For most of American history, politicians and judges unselfconsciously referred to America as a  “Christian nation.” Speakers were not suggesting an official Christianity, of course, but a set of background norms that informed American culture and public life. In the 1950s, the phrase changed to “Judeo-Christian.” As Noah Feldman writes in his 2005 work, Divided by God, the new phrase was a bit of a stretch–“a creative misreading of the American past with the aim of retrospectively including Jews in the American national project”–justified on grounds of greater inclusiveness.

In the past decade or so, in an effort to add Muslims to the mix, a new phrase has begun to enter to the discourse: “Abrahamic.” Perhaps future Americans will unselfconsciously refer to our country’s Abrahamic values. Who knows? Religion scholar Aaron Hughes (Rochester) apparently has doubts about the usefulness of the phrase, however, which he discusses in his recent book, Abrahamic Religions: On the Uses and Abuses of History (Oxford 2012). The publisher’s description follows:

Recently, the term “Abrahamic religions” has been used with exceeding frequency in the academy. We now regularly encounter academic books, conferences, and even positions (including endowed chairs) devoted to the so-called “Abrahamic religions.” But what exactly are “Abrahamic religions”? Although many perceive him as the common denominator of Judaism, Christianity, and Islam, Abraham remains deceptively out of reach. An ahistorical figure, some contend he holds the seeds for historical reconciliation. Touted as symbol of ecumenicism, Abraham can just as easily function as one of division and exclusivity. Like our understanding of Abraham, the category “Abrahamic religions” is vague and nebulous. In Abrahamic Religions, Aaron Hughes examines the creation and dissemination of this term.

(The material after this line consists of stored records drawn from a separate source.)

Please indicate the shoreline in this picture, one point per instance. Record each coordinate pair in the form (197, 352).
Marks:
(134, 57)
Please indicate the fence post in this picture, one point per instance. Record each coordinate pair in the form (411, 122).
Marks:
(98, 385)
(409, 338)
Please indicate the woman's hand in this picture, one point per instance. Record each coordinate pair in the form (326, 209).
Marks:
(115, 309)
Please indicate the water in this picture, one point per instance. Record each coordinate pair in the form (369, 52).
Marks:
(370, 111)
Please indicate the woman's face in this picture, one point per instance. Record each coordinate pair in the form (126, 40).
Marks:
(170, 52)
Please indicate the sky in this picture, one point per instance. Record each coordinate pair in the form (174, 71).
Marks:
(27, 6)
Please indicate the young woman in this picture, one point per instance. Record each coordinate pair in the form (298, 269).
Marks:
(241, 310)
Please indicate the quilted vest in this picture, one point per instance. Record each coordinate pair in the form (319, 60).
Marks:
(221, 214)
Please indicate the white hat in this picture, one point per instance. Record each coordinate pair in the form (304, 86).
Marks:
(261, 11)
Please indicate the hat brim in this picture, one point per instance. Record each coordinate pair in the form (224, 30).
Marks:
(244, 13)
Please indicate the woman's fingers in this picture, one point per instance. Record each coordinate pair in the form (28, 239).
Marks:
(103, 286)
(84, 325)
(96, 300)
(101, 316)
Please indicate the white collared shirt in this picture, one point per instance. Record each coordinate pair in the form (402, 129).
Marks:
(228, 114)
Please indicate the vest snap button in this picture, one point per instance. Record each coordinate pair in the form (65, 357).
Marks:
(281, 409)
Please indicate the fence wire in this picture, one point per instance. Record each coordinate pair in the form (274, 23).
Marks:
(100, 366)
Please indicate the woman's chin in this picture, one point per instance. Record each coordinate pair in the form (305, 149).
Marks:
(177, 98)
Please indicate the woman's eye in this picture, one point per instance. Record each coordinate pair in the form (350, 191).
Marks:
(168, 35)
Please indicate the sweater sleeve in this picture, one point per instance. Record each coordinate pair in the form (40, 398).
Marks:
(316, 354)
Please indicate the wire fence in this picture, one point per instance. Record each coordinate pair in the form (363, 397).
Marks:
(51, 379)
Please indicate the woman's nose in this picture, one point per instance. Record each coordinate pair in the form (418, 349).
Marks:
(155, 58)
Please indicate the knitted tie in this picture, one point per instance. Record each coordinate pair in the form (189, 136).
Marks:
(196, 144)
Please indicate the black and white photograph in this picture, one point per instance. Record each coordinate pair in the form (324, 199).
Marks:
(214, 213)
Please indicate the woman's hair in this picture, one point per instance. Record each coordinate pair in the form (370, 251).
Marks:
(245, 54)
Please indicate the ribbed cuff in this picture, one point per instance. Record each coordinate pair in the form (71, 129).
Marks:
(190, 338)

Usually lost in contemporary discussions is a set of crucial questions: Where does the term “Abrahamic religions” derive? Who created it and for what purposes? What sort of intellectual work is it perceived to perform? Part genealogical and part analytical, this book seeks to raise and answer questions about the appropriateness and usefulness of employing “Abrahamic religions” as a vehicle for understanding and classifying data. In so doing, Abrahamic Religions can be taken as a case study that examines the construction of categories within the academic study of religion, showing how the categories we employ can become more an impediment than an expedient to understanding.